Half our beef still goes to the UK, as well as most of our cheddar cheese - a staple dairy product. The prospect of swingeing tariffs for this product is a giant iceberg in an already stormy sea. That's before you consider potential for chaos at the border on this island. Large volumes of milk cross that broder every day. Lambs come south for processing, pigs and cattle go north.

At present, the British government seem more concerned with shifting the blame for the likely failure of post-Brexit trade talks on to the EU than in striving for a successful outcome.

In this context, the presence of Phil Hogan as the European Commissioner for Trade is seen as central to Ireland's interests, particularly for farming and the agri-food sector, which employs 175,000 people.

If he resigns, Ireland will lose the trade portfolio. Any nominee of the Irish Government to replace him must be scrutinised and approved by the European Parliament. It is not set to re-convene until mid-September, and Europe cannot wait that long for a Commissioner for Trade.

No excuses

None of this excuses the behaviour of Phil Hogan. His attendance at the Oireachtas Golf Society dinner was a spectacular misjudgement.

Dara Calleary. \ Philip Doyle

Dara Calleary, Jerry Buttimer, Sean O'Rourke and others have already paid a significant price for their attendance. The public feel abandoned and betrayed by their leaders.

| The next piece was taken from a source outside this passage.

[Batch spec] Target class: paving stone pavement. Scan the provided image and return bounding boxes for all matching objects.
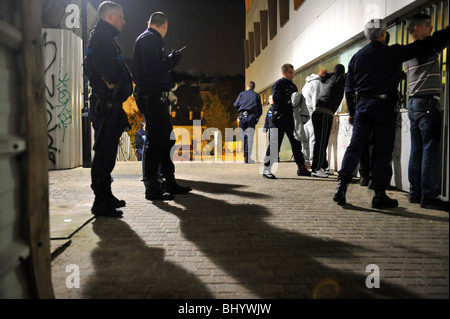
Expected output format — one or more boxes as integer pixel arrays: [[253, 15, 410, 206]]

Micheál Martin must be raging. Wanting him to suffer is an understandable reacton. However, having Phil Hogan in the room in those last days of this year may help prevent a catastrophic crash-out by the British.

Failing that, it will mean Europe will continue to engage with the UK's government in the early days of 2021, rather than leaving them to wallow in a mess entirely of their own creation.

A different Commissioner for Trade might decide the British are more trouble than they are worth, and focus on other priorities. Belarus might matter more than Brexit to someone from Poland or Romania. Reforging links with the US under a new administration might be the leading issue for an Italian or Austrian.

We need Phil Hogan to remain in his job more than we need to punish him for his part in "golfgate". He should be accountable for his actions, but realpolitik dictates that the price should not include his current job. Not for his sake, but for ours.